Discussione archiviata. Non è più possibile intervenire in questa discussione.
8 risposte a questa discussione

#1 alessandroxxx

alessandroxxx

    Newbie


  • 1 messaggi
  • Iscritto il: 14-ottobre 09

Inviato 14 ottobre 2009 - 18:35

Ciao a tutti mi Chiamo Larissa.
Sono una ragazza Moldava di Chisineu e lavoro in italia da 5 anni in una gelateria artigianale.
Vorrei tornare a casa e vista la mia esperienza aprire una gelateria artigianale italiana a Chisineu.
Qualcuno sa darmi idea e consigli su:
Ne esistono gia?
Potrebbe andare?
Quanto costa li il gelato al kg?
Che trafile burocratiche ci sono? asl, licenze ecc
Quali sono i gusti che andrebbero di piu?
E a chi sarebbe rivolto maggiormente il prodotto...turisti, abitanti,ecc

Grazie per l attenzione
se potete fatemi sapere
grazie
Larissa

#2 Boronius

Boronius

    Troll + Geek


  • 962 messaggi
  • Iscritto il: 08-agosto 07

Inviato 16 ottobre 2009 - 16:56

Ciao a tutti mi Chiamo Larissa.
Sono una ragazza Moldava di Chisineu e lavoro in italia da 5 anni in una gelateria artigianale.
Vorrei tornare a casa e vista la mia esperienza aprire una gelateria artigianale italiana a Chisineu.
Qualcuno sa darmi idea e consigli su:
Ne esistono gia?
Potrebbe andare?
Quanto costa li il gelato al kg?
Che trafile burocratiche ci sono? asl, licenze ecc
Quali sono i gusti che andrebbero di piu?
E a chi sarebbe rivolto maggiormente il prodotto...turisti, abitanti,ecc

Ciao Larissa (o Larisa?? )

L'argomento gelateria è stato già affrontato qualche mese orsono in altro
topic qui sul Forum, se non ricordo male.

Riassumendo...
Per quanto riguarda il gelato italiano DOC, sembra che i moldavi non siano come i
tedeschi, purtroppissimo...
A mia diretta esperienza i moldavi residenti a Chisinau, in genere, "snobbano"
il gelato italiano, ma non ho ancora capito le motivazioni extra-economiche.

Un moldavo, li a Chisinau, una volta ebbe a dirmi (via traduzione, lui parlava
solo in russo) che i prodotti italiani da loro non erano graditi essendo roba
prodotta da FASCISTI.

Beh... è una opinione come un'altra...

Li in Chisinau, zona Botanica se non erro (abbastanza vicino a dove si trovava
l'ottimo ristorante "Aragosta"), era sorta una specie di gelateria italiana, che
però io non ho MAI avuto modo di vedere.
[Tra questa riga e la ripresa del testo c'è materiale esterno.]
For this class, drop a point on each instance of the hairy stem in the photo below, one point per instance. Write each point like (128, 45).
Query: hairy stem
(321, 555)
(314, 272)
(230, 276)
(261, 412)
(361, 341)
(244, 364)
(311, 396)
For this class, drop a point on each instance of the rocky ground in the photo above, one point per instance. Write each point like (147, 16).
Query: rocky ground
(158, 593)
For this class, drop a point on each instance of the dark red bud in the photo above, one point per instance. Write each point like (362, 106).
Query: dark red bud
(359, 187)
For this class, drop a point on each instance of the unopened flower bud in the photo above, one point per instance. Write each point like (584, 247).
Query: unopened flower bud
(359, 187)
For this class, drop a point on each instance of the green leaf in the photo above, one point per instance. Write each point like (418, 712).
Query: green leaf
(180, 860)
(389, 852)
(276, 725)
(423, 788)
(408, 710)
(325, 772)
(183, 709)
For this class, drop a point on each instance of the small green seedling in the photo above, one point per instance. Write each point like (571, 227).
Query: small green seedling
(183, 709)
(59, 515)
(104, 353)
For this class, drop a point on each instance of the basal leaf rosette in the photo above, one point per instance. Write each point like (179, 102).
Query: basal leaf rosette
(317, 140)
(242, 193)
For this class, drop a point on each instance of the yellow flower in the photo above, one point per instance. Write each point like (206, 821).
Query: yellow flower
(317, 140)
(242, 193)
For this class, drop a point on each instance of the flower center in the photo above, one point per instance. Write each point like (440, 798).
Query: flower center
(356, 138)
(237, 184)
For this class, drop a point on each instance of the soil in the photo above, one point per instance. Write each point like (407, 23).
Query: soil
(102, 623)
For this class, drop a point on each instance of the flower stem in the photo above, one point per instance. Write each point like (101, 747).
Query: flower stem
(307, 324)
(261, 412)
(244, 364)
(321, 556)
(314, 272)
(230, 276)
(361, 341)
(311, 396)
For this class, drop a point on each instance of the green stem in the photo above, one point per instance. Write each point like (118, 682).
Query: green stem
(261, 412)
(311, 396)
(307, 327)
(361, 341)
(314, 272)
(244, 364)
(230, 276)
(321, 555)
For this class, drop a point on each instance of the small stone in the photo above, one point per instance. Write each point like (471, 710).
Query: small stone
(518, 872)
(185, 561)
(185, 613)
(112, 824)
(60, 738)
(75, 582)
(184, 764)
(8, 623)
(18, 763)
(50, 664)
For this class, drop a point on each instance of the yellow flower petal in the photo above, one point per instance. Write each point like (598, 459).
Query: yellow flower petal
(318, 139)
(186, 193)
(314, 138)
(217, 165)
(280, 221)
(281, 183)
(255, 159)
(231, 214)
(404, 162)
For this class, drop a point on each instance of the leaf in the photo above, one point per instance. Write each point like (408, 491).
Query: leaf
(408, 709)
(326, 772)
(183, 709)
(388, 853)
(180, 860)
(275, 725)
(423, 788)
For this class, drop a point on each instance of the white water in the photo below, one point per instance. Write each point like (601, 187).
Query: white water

Sempre se non vado errato, tale
gelateria avrebbe tirato a campare per circa un annetto, chiudendo in seguito
i battenti causa "buco" di bilancio.

Ecco, si potrebbe dire che i moldavi non amano particolarmente il galato
italiano, e che i loro soldi li spendono altrove (ad esempio per comperare
capi firmati, cellulari o macchinoni SUV).

Si potrebbe anche dire che il locale era gestito male. Occhio, che io NON ci
sono mai stato di persona, e quindi non posso fare affermazioni assolute.
Mi posso però basare sulla mia diretta constatazione di moltissimi locali
pubblici di Chisinau gestiti con i piedi, nel pieno disprezzo dei diritti e
delle attese degli sventurati clienti, visti non come risorsa del proprio
business bensì come "vacche da mungere" nel più breve tempo possibile
e quindi da scartare in un tempo ancora inferiore, retaggio diretto di una
mentalità ex-sovietica ancora dura a morire dentro ad alcuni cervelli li
presenti in Moldova
.

Spero di essere stato di aiuto nella tua impresa.

Mio consiglio spassionato: apri una tua gelateria in Germania, e in
Moldova vacci solo per fare visita ai tuoi parenti e amici.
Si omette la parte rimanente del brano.